# New Richmond Ohio



## Steve3 (Apr 6, 2020)

A year ago today I found 17 on the 17th and 5 on April 12th.. I have flags still in place, but nothing so far, I’ve checked every day- I think we need 2 warm nights.


----------



## WX Bill (Apr 29, 2017)

Well as I’ve said during the last decade, April snow brings May showers. We have yet another week to get through the Upper Valley frost.


----------



## Steve3 (Apr 6, 2020)

Found 4 very small ones.. had to look for hours


----------



## Papa Beaver1963 (9 mo ago)

What county


----------



## Steve3 (Apr 6, 2020)

Clermount County hear New Richmond


----------



## Steve3 (Apr 6, 2020)

So I live on10 acres that I have intensively searched for 15 years.
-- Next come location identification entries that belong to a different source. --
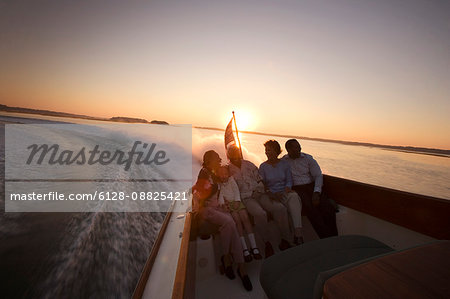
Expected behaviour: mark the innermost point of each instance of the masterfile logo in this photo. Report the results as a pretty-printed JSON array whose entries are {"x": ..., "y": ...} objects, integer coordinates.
[
  {"x": 105, "y": 157},
  {"x": 97, "y": 168}
]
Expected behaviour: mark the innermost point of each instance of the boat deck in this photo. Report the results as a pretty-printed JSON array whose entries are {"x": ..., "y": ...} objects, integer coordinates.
[{"x": 211, "y": 284}]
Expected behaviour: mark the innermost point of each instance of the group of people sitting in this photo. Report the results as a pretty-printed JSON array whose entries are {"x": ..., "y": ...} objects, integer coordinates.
[{"x": 225, "y": 195}]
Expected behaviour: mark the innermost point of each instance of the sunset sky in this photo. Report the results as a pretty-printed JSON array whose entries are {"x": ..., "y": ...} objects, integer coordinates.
[{"x": 357, "y": 70}]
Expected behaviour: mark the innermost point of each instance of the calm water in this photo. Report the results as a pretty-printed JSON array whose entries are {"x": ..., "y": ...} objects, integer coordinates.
[
  {"x": 416, "y": 173},
  {"x": 101, "y": 255}
]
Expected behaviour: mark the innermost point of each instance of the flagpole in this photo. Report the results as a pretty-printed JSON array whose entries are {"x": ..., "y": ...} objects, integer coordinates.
[{"x": 237, "y": 135}]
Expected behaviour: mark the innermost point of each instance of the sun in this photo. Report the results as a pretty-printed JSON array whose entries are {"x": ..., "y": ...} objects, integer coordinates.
[{"x": 245, "y": 121}]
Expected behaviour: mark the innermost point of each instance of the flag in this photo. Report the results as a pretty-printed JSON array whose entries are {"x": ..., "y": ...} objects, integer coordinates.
[{"x": 229, "y": 136}]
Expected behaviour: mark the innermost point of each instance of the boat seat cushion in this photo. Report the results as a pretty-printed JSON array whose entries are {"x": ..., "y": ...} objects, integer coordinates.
[{"x": 293, "y": 272}]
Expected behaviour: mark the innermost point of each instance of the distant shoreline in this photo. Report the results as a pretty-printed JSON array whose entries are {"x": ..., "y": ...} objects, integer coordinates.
[
  {"x": 406, "y": 149},
  {"x": 79, "y": 116}
]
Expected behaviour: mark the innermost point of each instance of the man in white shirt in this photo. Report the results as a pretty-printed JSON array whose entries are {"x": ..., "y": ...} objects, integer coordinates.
[
  {"x": 307, "y": 182},
  {"x": 257, "y": 201}
]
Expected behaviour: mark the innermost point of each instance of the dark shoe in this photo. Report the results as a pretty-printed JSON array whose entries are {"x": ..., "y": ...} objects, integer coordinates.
[
  {"x": 228, "y": 270},
  {"x": 284, "y": 245},
  {"x": 268, "y": 250},
  {"x": 245, "y": 281},
  {"x": 256, "y": 254},
  {"x": 298, "y": 241},
  {"x": 247, "y": 256}
]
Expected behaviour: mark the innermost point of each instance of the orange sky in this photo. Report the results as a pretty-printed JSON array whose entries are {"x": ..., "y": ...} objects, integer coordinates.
[{"x": 371, "y": 72}]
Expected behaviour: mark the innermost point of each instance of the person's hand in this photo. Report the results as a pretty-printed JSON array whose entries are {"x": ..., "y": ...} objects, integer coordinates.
[{"x": 316, "y": 198}]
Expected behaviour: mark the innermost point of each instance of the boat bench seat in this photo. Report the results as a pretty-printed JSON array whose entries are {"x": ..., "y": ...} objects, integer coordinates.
[{"x": 301, "y": 271}]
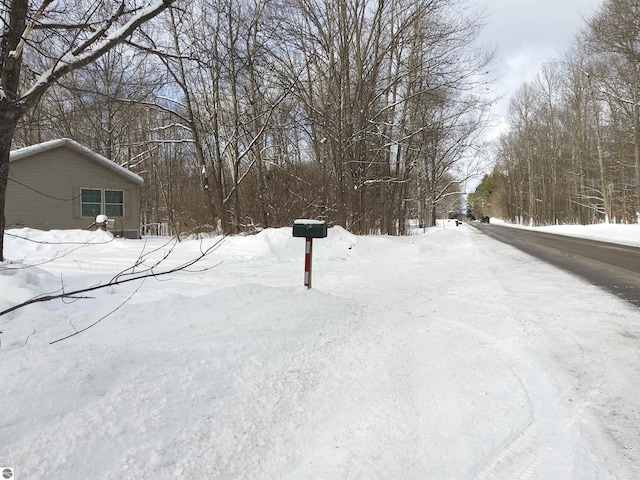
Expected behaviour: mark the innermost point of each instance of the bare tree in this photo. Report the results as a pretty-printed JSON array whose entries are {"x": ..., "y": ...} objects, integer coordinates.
[{"x": 71, "y": 38}]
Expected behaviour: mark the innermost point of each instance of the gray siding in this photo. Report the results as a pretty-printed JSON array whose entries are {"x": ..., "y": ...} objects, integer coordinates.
[{"x": 44, "y": 188}]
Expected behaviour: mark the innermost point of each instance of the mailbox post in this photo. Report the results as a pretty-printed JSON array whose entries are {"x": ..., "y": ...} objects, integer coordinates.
[{"x": 309, "y": 229}]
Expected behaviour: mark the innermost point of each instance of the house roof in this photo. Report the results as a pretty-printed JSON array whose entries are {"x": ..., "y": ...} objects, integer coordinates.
[{"x": 41, "y": 147}]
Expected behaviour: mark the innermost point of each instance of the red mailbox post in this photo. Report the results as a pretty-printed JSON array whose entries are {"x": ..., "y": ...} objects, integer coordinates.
[{"x": 309, "y": 229}]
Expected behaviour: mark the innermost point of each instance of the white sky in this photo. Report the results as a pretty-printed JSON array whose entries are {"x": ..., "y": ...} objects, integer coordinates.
[{"x": 528, "y": 33}]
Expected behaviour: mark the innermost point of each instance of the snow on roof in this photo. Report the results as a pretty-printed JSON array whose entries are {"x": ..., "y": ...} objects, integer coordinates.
[{"x": 42, "y": 147}]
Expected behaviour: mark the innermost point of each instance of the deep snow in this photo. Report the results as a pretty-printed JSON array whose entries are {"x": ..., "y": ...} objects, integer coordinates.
[{"x": 442, "y": 355}]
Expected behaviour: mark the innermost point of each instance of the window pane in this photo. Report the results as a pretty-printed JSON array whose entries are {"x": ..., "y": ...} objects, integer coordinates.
[{"x": 91, "y": 202}]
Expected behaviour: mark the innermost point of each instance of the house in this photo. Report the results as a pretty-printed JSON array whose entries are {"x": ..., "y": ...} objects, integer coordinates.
[{"x": 60, "y": 184}]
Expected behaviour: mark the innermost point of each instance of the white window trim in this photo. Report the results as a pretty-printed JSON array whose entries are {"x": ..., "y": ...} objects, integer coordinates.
[{"x": 102, "y": 201}]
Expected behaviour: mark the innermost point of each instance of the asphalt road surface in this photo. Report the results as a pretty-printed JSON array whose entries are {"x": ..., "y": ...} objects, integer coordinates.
[{"x": 615, "y": 268}]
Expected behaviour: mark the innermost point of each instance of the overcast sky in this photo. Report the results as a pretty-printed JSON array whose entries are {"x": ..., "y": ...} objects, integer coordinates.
[{"x": 527, "y": 33}]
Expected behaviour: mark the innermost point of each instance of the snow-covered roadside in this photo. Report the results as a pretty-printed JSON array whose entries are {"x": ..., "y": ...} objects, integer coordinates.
[
  {"x": 443, "y": 355},
  {"x": 625, "y": 234}
]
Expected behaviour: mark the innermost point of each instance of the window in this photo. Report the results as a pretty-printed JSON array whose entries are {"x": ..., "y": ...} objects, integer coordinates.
[{"x": 95, "y": 202}]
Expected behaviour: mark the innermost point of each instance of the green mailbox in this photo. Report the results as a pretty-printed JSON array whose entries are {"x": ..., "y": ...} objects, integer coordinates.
[{"x": 310, "y": 228}]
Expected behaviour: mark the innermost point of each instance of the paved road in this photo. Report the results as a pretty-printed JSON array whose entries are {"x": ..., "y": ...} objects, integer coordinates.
[{"x": 615, "y": 268}]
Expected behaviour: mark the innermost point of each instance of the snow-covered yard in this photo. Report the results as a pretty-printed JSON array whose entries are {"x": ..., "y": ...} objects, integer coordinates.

The Morels I’ve found have always been in a small section,. Maybe 1/2 acre.. so I know where to look although I always look for new places (unsuccessfully so far) Last year I place flags whenever I found a morel (around 25 over 2 weeks my best) I’ve spent 2 hrs every day for the last 2 weeks, and have now found 8 that are flagged for the big hunt this weekend.. I think that here,. We need 2 warm days and things will really pop- which means we are just a week or 2 later than last year..


----------



## Steve3 (Apr 6, 2020)

Does anyone know if these two are different ? Grey vs yellow?


----------



## Steve3 (Apr 6, 2020)

Found 14 Saturday 23rd!


----------



## zinnas (Apr 5, 2016)

Cool! Looks good, we're supposed to have thunderstorms next week so I bet you that'll really make them pop up they say something about the thunder hitting the ground it does something to it I don't know but anyway good luck 🤞


----------



## zinnas (Apr 5, 2016)

Steve3 said:


> So I live on10 acres that I have intensively searched for 15 years. The Morels I’ve found have always been in a small section,. Maybe 1/2 acre.. so I know where to look although I always look for new places (unsuccessfully so far) Last year I place flags whenever I found a morel (around 25 over 2 weeks my best) I’ve spent 2 hrs every day for the last 2 weeks, and have now found 8 that are flagged for the big hunt this weekend.. I think that here,. We need 2 warm days and things will really pop- which means we are just a week or 2 later than last year..
> View attachment 42007
> 
> View attachment 42008


Boy you have a lot of land to look for the mushrooms my parents live on 21 acres in the country I've not been back there I don't know why but I'm going to try it this year but from what my sister said cuz she had pictures it's pretty wet like marshy wet I don't know but anyhow there's trees I'm going to try it good walk of nothing else.


----------